Cooking With Coconut Oil
There is quite a lot of back-and-forth amongst nutritionists and scientists regarding coconut oil and whether cooking with coconut oil is a health benefit or not. Coconut oil is considered a saturated fat so on the surface it seems to be not-so-good for you, but scientists and nutritionists are taking a second look and also point out that all fats, even saturated fats, are not created equally.
That means that when you get down to the science of it and the effect of coconut oil in the body and arteries, it really is not a straight comparison. It’s really something to read up on from different sources and make your own decision.
Why Cook With Coconut Oil?
- Regardless of the science, though, many cooks are choosing to switch totally or in part to cooking with coconut oil, for a number of reasons.
- Coconut oil is a plant-based product, coming from coconuts, so is a great choice for vegetarians and vegans.
- Coconut oil is solid at room temperature, so makes a good alternative for vegetables shortenings and butter, with similar results.
- Coconut oil replaces dairy-based butter so often serves as a dietary substitute in baking for people with issues with dairy and butter.
- Coconut oil allows for traditional baking with simple substitution.
- Coconut oil still allows for flaky crusts and pastries.
- Coconut oil has a great taste that is favored by many.
Uses for Cooking With Coconut Oil
Coconut oil can be used in a variety of ways in cooking, including the above uses.
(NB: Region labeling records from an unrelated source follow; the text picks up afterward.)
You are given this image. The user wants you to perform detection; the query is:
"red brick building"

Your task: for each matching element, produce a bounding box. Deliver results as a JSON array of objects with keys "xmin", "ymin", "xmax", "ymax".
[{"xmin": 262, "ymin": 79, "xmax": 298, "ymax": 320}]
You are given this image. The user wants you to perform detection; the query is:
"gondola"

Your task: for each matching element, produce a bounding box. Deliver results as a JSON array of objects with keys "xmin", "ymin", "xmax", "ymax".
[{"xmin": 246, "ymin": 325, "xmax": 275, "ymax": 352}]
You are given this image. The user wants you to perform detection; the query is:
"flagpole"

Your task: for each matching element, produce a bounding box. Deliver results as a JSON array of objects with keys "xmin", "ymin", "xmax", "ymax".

In addition, these are some other recommended uses for cooking with coconut oil:
- Use coconut oil as a spread in place of butter on toast and crackers, etc.
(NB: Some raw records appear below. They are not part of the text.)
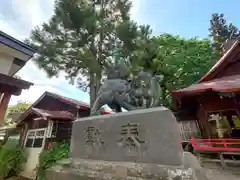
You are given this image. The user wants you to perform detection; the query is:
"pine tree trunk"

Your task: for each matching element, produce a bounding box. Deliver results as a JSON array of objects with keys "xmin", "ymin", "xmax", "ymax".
[{"xmin": 90, "ymin": 73, "xmax": 102, "ymax": 108}]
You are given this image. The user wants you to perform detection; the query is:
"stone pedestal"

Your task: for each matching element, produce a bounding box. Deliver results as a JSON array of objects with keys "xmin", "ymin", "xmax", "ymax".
[{"xmin": 47, "ymin": 107, "xmax": 207, "ymax": 180}]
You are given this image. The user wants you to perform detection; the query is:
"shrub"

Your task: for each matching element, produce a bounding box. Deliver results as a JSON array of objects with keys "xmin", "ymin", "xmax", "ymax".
[
  {"xmin": 36, "ymin": 144, "xmax": 69, "ymax": 180},
  {"xmin": 0, "ymin": 140, "xmax": 27, "ymax": 178}
]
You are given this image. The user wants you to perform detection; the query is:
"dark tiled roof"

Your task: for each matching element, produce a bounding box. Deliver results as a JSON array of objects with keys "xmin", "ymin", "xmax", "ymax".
[{"xmin": 0, "ymin": 31, "xmax": 36, "ymax": 56}]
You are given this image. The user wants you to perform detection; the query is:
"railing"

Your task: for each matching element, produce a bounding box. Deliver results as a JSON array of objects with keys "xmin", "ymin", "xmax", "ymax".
[{"xmin": 190, "ymin": 137, "xmax": 240, "ymax": 152}]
- Mix coconut oil into things like rice, oatmeal, cereal.
- Use coconut oil in drinks and smoothies.
- Replace milk and dairy in recipes to substitute for cream, yogurt, milk, and butter.
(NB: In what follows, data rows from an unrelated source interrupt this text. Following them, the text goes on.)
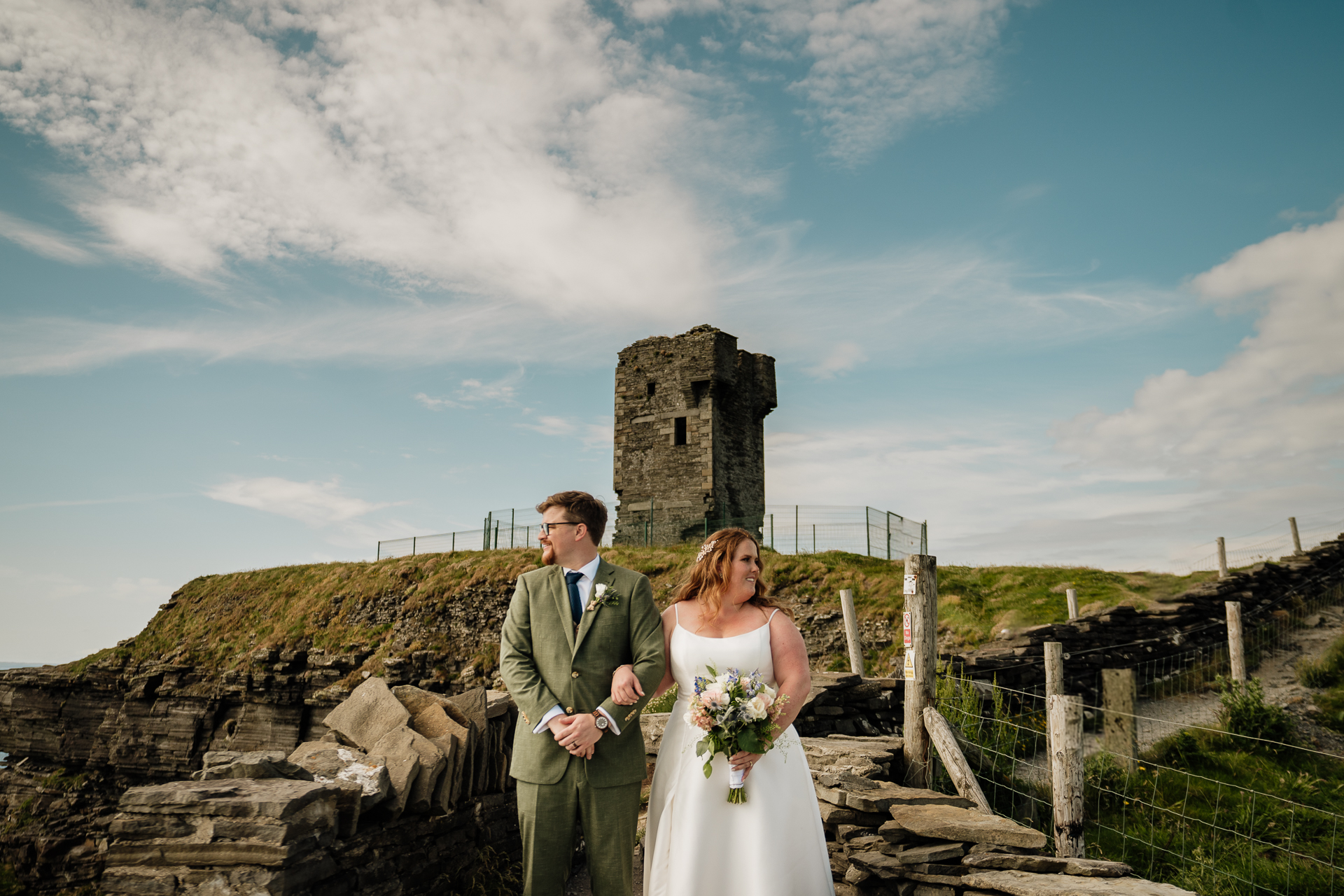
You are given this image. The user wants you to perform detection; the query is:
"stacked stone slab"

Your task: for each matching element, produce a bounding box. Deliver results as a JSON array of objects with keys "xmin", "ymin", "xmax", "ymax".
[
  {"xmin": 793, "ymin": 672, "xmax": 904, "ymax": 738},
  {"xmin": 942, "ymin": 540, "xmax": 1344, "ymax": 703},
  {"xmin": 613, "ymin": 325, "xmax": 777, "ymax": 544},
  {"xmin": 101, "ymin": 678, "xmax": 520, "ymax": 896}
]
- Use coconut oil as a replacement for fats in recipes (like shortening, butter, etc.)
- Use coconut oil to replace other types of oils.
Some Notes About Coconut Oil
As with all ingredients, cooking with coconut oil can be a bit different just because it is a new product that takes some getting acclimated to. Coconut oil has been used in tropical locales for a very long time, though; it’s really not new, just new to you. So it helps to know a few things to expect:
- Be aware that the oil in frying, etc. may cook at different temperatures than your regular oil and “act” a little differently. Just pay attention and take some care when getting to know cooking with coconut oil.
- Coconut oil is generally solid at room temperature, but room temperature can vary. It is not uncommon to have yours be solid at the store and liquid at home or vice versa. Coconut oil tends to liquefy around 76 F.
- You can use your oil in either state and it is safe, but it will make a difference in your recipe for texture.
- If you need liquid coconut oil for cooking, place the container in a bowl of hot (not boiling) water.
- Cool liquid oil (in a refrigerator, etc.) to make it solid.
Coconut oil is loved or hated for its distinct, nutty, buttery flavor. You may love it or hate it, but you will never know if you don’t at least try, and you just might find that cooking with coconut oil is your new favorite!